Several people turned, startled, but the dragonborn ignored them. Samuel, however, whipped around with an expression like a scared rabbit, hand going to his belt knife. He met Arjhan’s eyes, then turned and ran.
Arjahn lunged after him. He discarded his usual tactic of hurling magical lightning or acid bursts; the man was no good to him dead. Samuel had to be captured alive, to prove that Arjhan was right.

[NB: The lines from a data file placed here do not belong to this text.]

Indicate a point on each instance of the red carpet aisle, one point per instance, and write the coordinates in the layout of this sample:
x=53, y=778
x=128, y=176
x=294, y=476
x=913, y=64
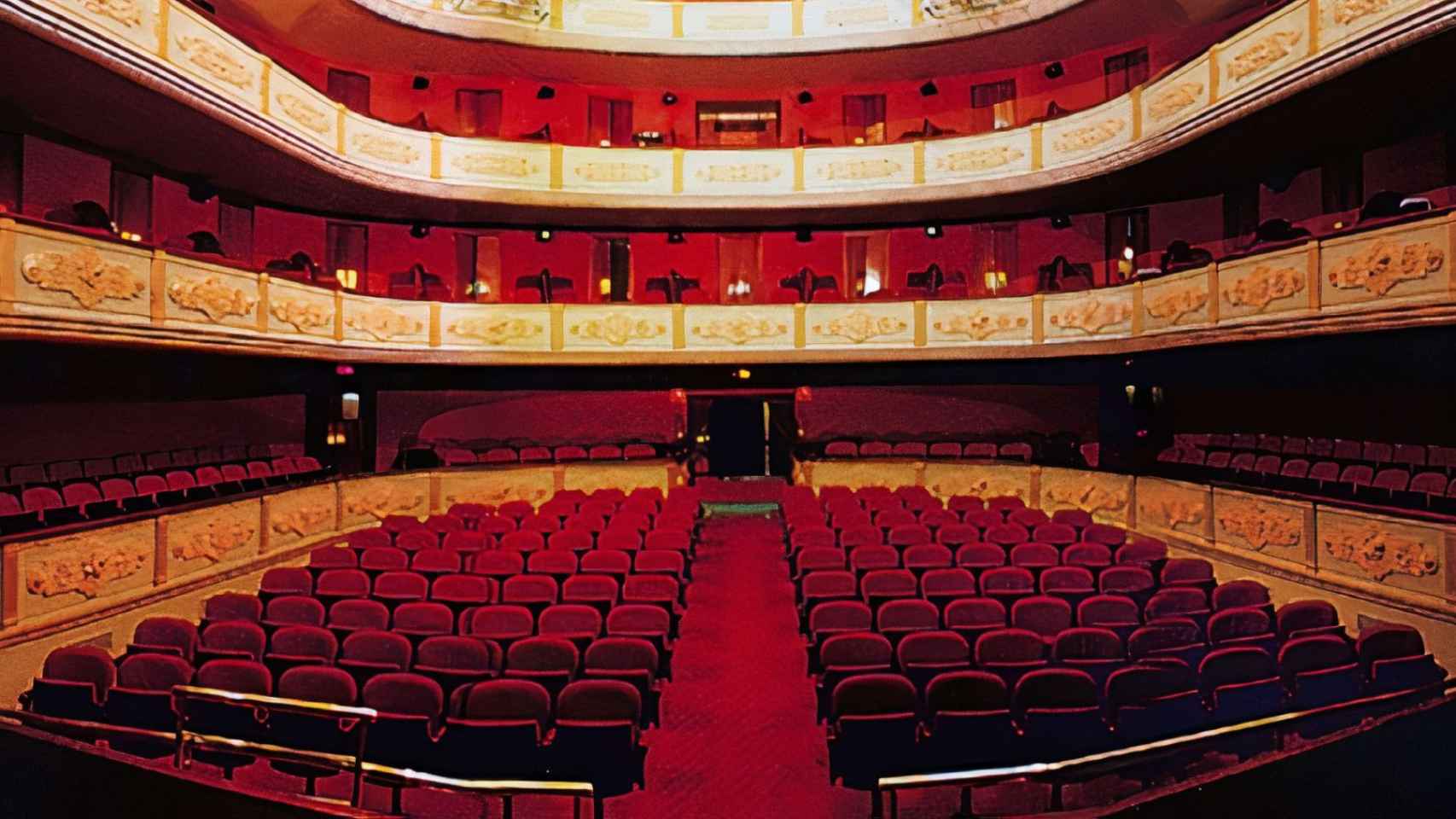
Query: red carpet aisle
x=738, y=736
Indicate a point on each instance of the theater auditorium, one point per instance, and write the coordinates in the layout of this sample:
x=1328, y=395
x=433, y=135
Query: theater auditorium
x=698, y=409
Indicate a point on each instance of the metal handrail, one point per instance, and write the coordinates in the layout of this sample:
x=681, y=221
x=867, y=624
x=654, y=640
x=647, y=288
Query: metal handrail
x=980, y=775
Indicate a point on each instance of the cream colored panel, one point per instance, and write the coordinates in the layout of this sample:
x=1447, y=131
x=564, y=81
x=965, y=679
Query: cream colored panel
x=1264, y=284
x=737, y=20
x=299, y=309
x=213, y=538
x=1398, y=553
x=618, y=326
x=387, y=148
x=983, y=156
x=619, y=20
x=721, y=173
x=1175, y=98
x=1095, y=313
x=385, y=320
x=495, y=163
x=80, y=572
x=829, y=18
x=618, y=171
x=862, y=325
x=371, y=499
x=204, y=51
x=212, y=295
x=737, y=328
x=1264, y=49
x=1270, y=526
x=1105, y=495
x=979, y=322
x=495, y=326
x=1177, y=301
x=76, y=276
x=1088, y=134
x=1175, y=508
x=858, y=167
x=1389, y=265
x=131, y=20
x=497, y=486
x=299, y=108
x=981, y=480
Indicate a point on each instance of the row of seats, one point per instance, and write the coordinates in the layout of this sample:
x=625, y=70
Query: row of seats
x=41, y=507
x=137, y=463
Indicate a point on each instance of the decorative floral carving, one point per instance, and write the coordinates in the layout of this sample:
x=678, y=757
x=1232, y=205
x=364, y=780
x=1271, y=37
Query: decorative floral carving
x=737, y=173
x=305, y=113
x=383, y=323
x=861, y=326
x=212, y=59
x=210, y=297
x=1088, y=136
x=125, y=12
x=494, y=165
x=86, y=569
x=1264, y=286
x=1089, y=498
x=497, y=330
x=1262, y=53
x=616, y=172
x=1382, y=555
x=385, y=148
x=858, y=169
x=979, y=325
x=84, y=274
x=303, y=520
x=1386, y=264
x=1174, y=99
x=1177, y=305
x=1261, y=527
x=979, y=159
x=214, y=540
x=303, y=313
x=381, y=499
x=618, y=329
x=1347, y=12
x=742, y=329
x=1092, y=315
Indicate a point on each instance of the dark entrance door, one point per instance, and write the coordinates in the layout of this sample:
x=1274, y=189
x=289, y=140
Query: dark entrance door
x=736, y=437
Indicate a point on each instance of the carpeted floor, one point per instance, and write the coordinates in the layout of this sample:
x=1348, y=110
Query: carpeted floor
x=738, y=735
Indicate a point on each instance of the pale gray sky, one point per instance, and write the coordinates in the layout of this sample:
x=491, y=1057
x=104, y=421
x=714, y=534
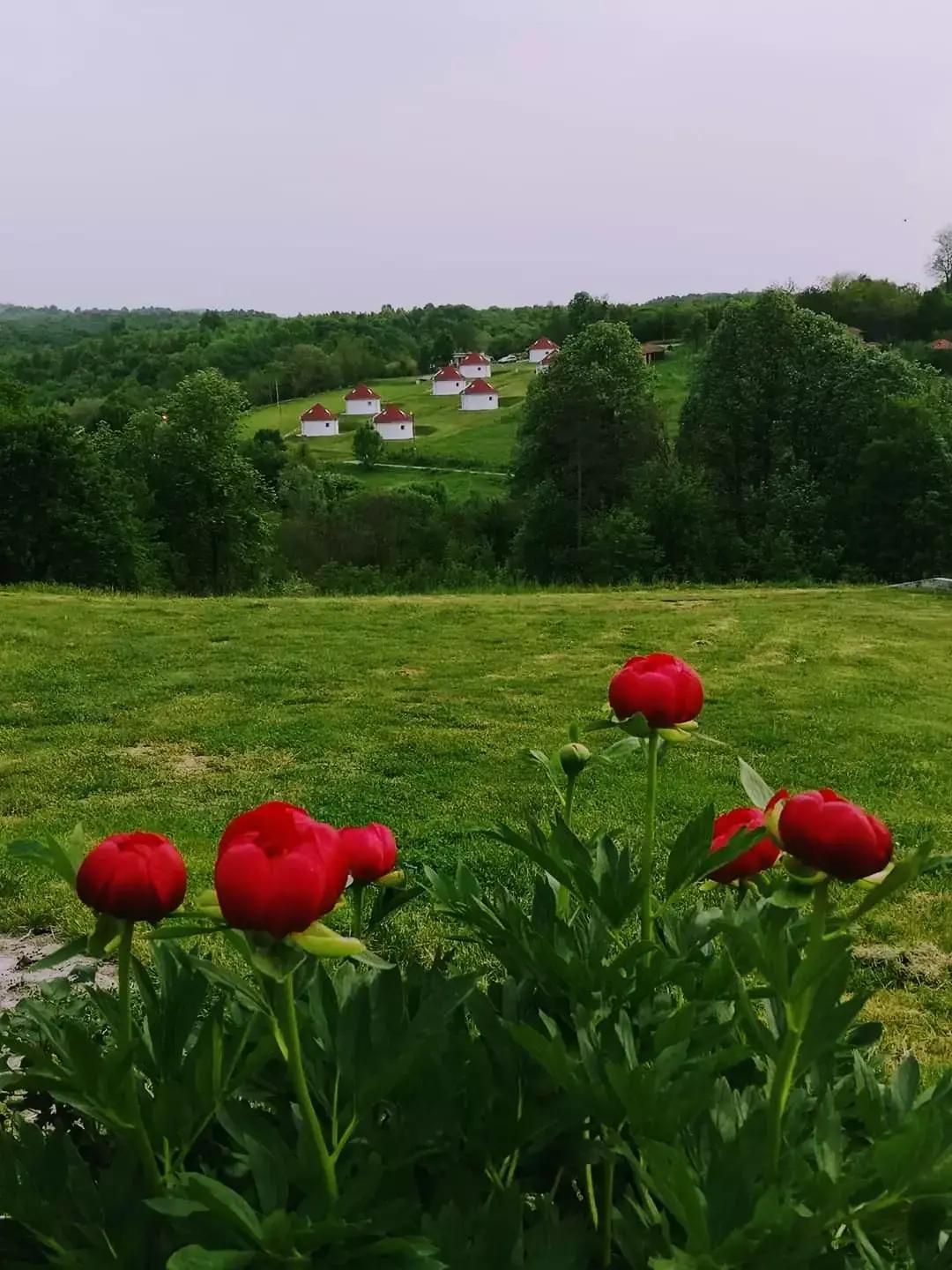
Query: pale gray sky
x=302, y=155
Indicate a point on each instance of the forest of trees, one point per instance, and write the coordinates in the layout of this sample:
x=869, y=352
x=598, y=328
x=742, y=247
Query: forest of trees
x=104, y=365
x=804, y=451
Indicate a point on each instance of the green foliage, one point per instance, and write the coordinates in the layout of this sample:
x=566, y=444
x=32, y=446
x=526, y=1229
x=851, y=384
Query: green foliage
x=368, y=446
x=207, y=501
x=588, y=426
x=66, y=514
x=784, y=412
x=695, y=1093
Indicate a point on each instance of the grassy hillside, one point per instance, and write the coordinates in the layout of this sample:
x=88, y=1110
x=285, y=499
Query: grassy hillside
x=175, y=714
x=457, y=484
x=443, y=429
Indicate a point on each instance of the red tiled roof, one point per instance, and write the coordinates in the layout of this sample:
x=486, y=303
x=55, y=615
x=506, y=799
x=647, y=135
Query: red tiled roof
x=317, y=412
x=362, y=394
x=392, y=415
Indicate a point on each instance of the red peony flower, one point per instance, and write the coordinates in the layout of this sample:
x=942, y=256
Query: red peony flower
x=369, y=851
x=827, y=832
x=661, y=687
x=762, y=855
x=138, y=877
x=279, y=870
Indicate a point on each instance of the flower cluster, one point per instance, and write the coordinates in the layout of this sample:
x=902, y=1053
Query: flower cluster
x=279, y=870
x=819, y=828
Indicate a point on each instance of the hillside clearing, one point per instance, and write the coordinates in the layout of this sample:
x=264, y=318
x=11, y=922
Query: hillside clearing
x=175, y=714
x=442, y=429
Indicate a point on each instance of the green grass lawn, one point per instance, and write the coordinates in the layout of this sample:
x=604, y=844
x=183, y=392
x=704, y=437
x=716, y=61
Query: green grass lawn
x=175, y=714
x=443, y=429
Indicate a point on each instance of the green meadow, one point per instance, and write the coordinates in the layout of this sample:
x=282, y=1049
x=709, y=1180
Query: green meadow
x=176, y=714
x=443, y=430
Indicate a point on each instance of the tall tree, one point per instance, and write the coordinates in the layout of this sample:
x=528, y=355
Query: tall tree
x=368, y=446
x=940, y=263
x=66, y=514
x=208, y=502
x=784, y=404
x=589, y=422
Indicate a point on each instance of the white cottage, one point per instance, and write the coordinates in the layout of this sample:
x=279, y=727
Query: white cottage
x=319, y=422
x=479, y=395
x=362, y=400
x=541, y=349
x=475, y=366
x=395, y=424
x=449, y=381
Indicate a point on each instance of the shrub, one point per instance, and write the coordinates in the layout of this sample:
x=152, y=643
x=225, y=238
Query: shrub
x=636, y=1068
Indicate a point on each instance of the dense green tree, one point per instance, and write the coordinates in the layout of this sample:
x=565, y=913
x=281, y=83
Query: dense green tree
x=697, y=332
x=268, y=453
x=208, y=503
x=368, y=446
x=584, y=310
x=588, y=424
x=66, y=514
x=784, y=406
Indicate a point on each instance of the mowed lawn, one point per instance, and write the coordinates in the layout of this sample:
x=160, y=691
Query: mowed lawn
x=176, y=714
x=482, y=437
x=485, y=438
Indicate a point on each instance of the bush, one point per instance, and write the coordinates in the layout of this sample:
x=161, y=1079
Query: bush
x=634, y=1070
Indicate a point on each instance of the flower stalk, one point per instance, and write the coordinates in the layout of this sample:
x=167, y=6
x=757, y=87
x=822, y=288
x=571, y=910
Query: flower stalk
x=324, y=1169
x=140, y=1137
x=648, y=846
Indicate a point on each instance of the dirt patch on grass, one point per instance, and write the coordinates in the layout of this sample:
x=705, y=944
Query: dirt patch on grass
x=925, y=963
x=18, y=979
x=181, y=762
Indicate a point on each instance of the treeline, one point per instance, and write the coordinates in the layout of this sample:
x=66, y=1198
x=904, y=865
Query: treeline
x=802, y=453
x=175, y=501
x=108, y=365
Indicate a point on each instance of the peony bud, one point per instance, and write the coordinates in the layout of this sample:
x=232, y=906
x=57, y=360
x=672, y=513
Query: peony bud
x=574, y=758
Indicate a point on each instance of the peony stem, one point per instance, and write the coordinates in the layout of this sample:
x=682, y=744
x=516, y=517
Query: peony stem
x=786, y=1064
x=569, y=796
x=124, y=1036
x=287, y=1010
x=357, y=891
x=648, y=848
x=607, y=1203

He was gaining, his battle-hardened muscles easily a match for the disguised dwarf’s short legs. Samuel glanced over his shoulder; his eyes widened, and he groped in his belt pouch. As Arjhan’s outstretched fingers touched his cloak, Samuel threw a tiny object to the ground.
Dense, opaque fog exploded outward from the impact. Arjhan lost his grip, stumbled, cursed, flailing about in the fog cloud. His hand touched cloth and he grabbed reflexively. Something snapped, and a deep voice cursed. Then there was a shouted word in Draconic – “away” – and the other person was abruptly gone.
Staggering out of the fog, Arjhan cursed in both Common and Draconic as he regarded his prize. It was the distinctive medallion Samuel had always worn, cracked in the dragonborn’s iron grip. A quick examination revealed the aura of illusion-magic about it, fading now that the physical vessel was damaged.
Ignoring the gathering crowds who had seen him chase Samuel into a cloud of fog – and then emerge alone – Arjhan stomped back to Flint’s house and let himself in. The mayor regarded him with apprehension.
Arjhan grinned toothily at him and dropped the medallion on the table before the human. “Your assistant,” he said, “seems to have left to pursue other options.”